На балконе безвкусного  особняка  в  стиле  московского  модерна миллионера  Рябушинского  против  церкви,  где  венчался  Пушкин,  ненадолго показалась стройная, со скрещёнными на груди руками фигура Валерия  Брюсова, которого я сразу узнал по известному портрету не то Серова, не  то  Врубеля. Ромбовидная голова с ёжиком волос. Скуластое лицо, надменная бородка,  глаза египетской  кошки,  как  его  описал  Андрей  Белый.  Он  ещё  царствовал  в литературе, но уже не имел власти. Время символизма навсегда прошло, на  нем был уже не сюртук с шелковыми лацканами, а нечто советское,  даже,  кажется, общепринятая толстовка. Впрочем, не ручаюсь.

Оставив будетлянина в вестибюле внизу на диване, среди множества авторов  с  рукописями  в  руках  и  строго наказав ему никуда не отлучаться и ждать, я помчался  вверх  по  широченной, манерно изогнутой лестнице  с  декадентскими,  как  бы  оплывшими  перилами, украшенными  лепными  барельефами  символических цветов, полулилиями-полуподсолнечниками,  и, несмотря  на  строгий  окрик барышни-секретарши,  ворвался  в  непотребно  огромный  кабинет,  где  за  до глупости громаднейшим письменным столом сидел не  Валерий  Брюсов,  а  некто маленький,  ничтожный  человечек,  наставив  на  меня  чёрные   пики   усов. Профессор! Терять мне в ту незабвенную пору было  нечего,  и  я,  кашляя  от скрытого смущения и отплевываясь, не  стесняясь  стал  резать  правду-матку: дескать,  вы  издаете  халтуру   всяких   псевдопролетарских   примазавшихся бездарностей, недобитых символистов, в то время как у вас под носом голодает и гибнет величайший поэт современности, гениальный будетлянин,  председатель земного шара, истинный революционер-реформатор русского языка и так далее.  Я не стеснялся в выражениях,  иногда  пускал  в  ход  матросский  черноморский фольклор, хотя в глубине души, как все нахалы, ужасно  трусил,  ожидая,  что сейчас разразится нечто ужасное и меня с позором вышвырнут из кабинета.
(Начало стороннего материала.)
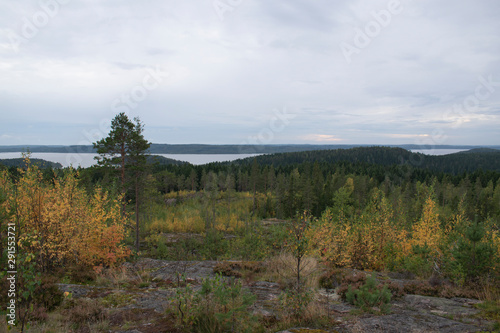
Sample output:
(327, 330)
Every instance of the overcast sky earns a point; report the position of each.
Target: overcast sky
(252, 71)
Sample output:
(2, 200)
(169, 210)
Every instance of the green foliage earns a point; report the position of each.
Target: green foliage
(220, 306)
(473, 255)
(370, 295)
(293, 303)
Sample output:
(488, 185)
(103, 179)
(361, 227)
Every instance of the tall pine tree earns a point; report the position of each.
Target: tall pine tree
(124, 149)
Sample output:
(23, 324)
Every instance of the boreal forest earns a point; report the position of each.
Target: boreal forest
(355, 222)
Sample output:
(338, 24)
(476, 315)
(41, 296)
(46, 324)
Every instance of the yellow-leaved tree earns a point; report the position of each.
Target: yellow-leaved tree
(61, 224)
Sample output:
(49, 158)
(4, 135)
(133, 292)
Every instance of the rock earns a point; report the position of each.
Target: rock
(408, 321)
(442, 306)
(265, 291)
(303, 330)
(76, 290)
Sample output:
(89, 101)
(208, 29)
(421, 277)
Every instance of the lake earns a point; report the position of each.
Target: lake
(437, 151)
(86, 160)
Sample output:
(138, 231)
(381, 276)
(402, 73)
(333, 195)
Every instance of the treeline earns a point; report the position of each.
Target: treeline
(21, 163)
(284, 184)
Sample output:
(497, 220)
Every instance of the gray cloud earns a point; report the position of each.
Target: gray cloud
(227, 77)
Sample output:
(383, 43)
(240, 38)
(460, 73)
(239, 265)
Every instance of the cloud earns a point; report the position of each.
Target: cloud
(320, 138)
(227, 76)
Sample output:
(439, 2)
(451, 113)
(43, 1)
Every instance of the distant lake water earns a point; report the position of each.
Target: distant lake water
(87, 160)
(437, 152)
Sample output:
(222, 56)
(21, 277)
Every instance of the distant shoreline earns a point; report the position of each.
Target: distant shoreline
(227, 149)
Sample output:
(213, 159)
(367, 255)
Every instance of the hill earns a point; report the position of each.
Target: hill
(157, 148)
(19, 162)
(470, 161)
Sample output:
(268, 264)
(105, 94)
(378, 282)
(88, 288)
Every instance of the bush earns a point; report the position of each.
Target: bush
(86, 311)
(355, 281)
(331, 279)
(47, 295)
(220, 306)
(370, 295)
(237, 269)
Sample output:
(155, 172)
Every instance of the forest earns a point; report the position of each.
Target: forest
(369, 209)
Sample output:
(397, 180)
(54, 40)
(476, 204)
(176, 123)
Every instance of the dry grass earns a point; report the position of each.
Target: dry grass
(113, 277)
(283, 269)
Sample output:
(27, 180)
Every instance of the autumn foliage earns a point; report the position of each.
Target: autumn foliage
(61, 223)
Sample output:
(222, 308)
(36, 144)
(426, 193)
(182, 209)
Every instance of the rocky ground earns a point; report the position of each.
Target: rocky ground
(142, 308)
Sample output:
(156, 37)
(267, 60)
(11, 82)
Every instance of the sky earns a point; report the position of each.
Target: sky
(252, 71)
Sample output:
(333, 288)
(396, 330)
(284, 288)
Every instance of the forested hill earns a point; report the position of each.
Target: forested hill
(468, 161)
(20, 162)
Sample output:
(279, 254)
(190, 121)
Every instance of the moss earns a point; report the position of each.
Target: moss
(116, 300)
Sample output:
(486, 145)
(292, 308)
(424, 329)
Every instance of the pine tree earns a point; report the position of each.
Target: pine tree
(125, 149)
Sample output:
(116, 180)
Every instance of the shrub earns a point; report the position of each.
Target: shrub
(86, 311)
(220, 306)
(355, 281)
(370, 295)
(237, 269)
(47, 295)
(331, 279)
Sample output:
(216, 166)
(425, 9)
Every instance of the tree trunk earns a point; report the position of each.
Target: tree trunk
(137, 215)
(122, 152)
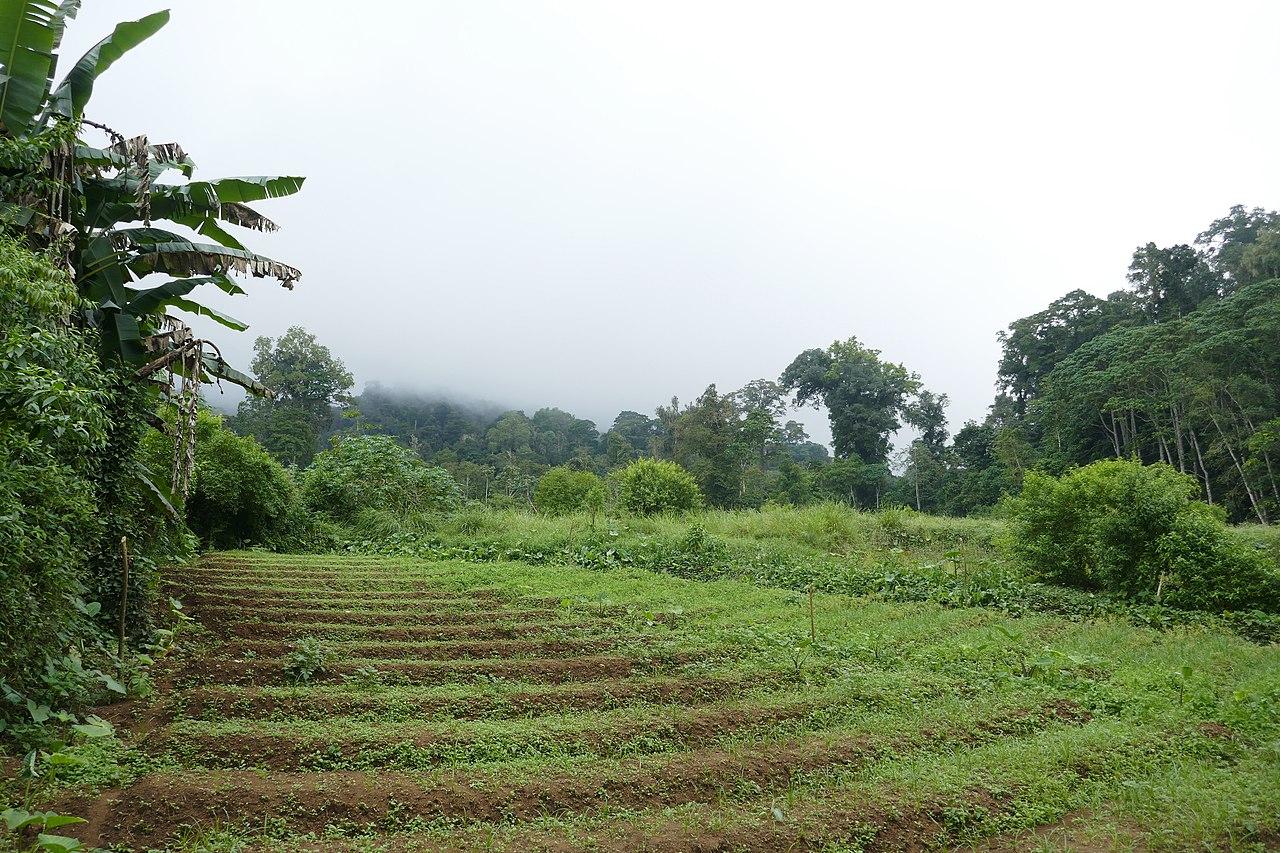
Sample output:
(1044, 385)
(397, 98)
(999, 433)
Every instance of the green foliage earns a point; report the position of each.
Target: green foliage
(54, 419)
(648, 487)
(1136, 530)
(240, 493)
(864, 396)
(309, 658)
(565, 489)
(306, 381)
(374, 471)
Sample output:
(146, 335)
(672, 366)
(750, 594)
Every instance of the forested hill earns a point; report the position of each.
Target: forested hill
(1182, 366)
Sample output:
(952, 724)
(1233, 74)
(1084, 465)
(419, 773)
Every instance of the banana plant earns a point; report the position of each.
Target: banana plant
(137, 232)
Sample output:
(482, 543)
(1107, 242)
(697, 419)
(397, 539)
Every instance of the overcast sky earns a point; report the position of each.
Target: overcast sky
(598, 205)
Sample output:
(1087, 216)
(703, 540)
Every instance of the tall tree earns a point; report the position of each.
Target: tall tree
(1228, 238)
(864, 395)
(1171, 282)
(306, 382)
(1032, 347)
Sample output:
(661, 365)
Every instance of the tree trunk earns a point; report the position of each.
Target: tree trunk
(1200, 457)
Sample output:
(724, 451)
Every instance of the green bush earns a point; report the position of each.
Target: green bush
(375, 471)
(240, 495)
(1124, 528)
(54, 422)
(648, 487)
(565, 489)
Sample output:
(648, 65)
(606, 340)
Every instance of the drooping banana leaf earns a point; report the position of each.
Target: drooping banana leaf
(30, 31)
(159, 491)
(254, 188)
(215, 366)
(151, 300)
(179, 256)
(71, 96)
(213, 314)
(163, 156)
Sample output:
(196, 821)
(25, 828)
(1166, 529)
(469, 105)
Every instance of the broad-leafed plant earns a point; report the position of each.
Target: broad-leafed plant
(124, 210)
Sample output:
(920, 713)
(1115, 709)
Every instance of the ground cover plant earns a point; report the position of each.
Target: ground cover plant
(455, 705)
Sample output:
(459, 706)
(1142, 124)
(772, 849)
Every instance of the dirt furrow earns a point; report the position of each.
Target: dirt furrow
(147, 812)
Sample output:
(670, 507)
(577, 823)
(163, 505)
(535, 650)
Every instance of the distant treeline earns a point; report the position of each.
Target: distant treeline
(1180, 368)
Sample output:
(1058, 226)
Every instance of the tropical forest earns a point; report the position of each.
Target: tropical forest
(252, 598)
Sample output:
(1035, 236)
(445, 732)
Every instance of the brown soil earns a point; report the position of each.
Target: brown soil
(146, 812)
(216, 617)
(256, 671)
(437, 651)
(291, 752)
(201, 702)
(425, 633)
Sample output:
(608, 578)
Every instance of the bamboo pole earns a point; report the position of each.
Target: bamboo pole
(813, 626)
(124, 592)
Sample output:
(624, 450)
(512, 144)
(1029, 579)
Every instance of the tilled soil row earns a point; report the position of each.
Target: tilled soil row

Однако человечек с грозными пиками усов (тот самый литературный критик, фамилию которого Командор так ужасно и, кажется, несправедливо зарифмовал со словом погань) оказался довольно симпатичным и даже ласковым. Он стал меня успокаивать, всплеснул ручками, захлопотал: - Как! Разве он в Москве?  Я  не знал. Я думал, что он где-то в Астрахани или Харькове! - Он  здесь,  -  сказал я, - сидит внизу, в толпе ваших халтурщиков. - Так  тащите  же  его  поскорее сюда! Он принес свои стихи? -  Да.  Целую  наволочку.  -  Прекрасно!  Мы  их непременно издадим в первую очередь. Я бросился вниз, но будетлянина уже  не было. Его и след простыл. Он исчез.  Вероятно,  в  толпе  писателей,  как  и всегда, нашлись его страстные поклонники и увели его  к  себе,  как  недавно увёл его к себе и я. Я бросился на Мыльников переулок. Увы. Комната моя была пуста. Больше я уже никогда не видел будетлянина».

Катаев В. П., Алмазный мой венец. Уже написан Вертер, М., «ДЭМ», 1990 г., с. 168-170.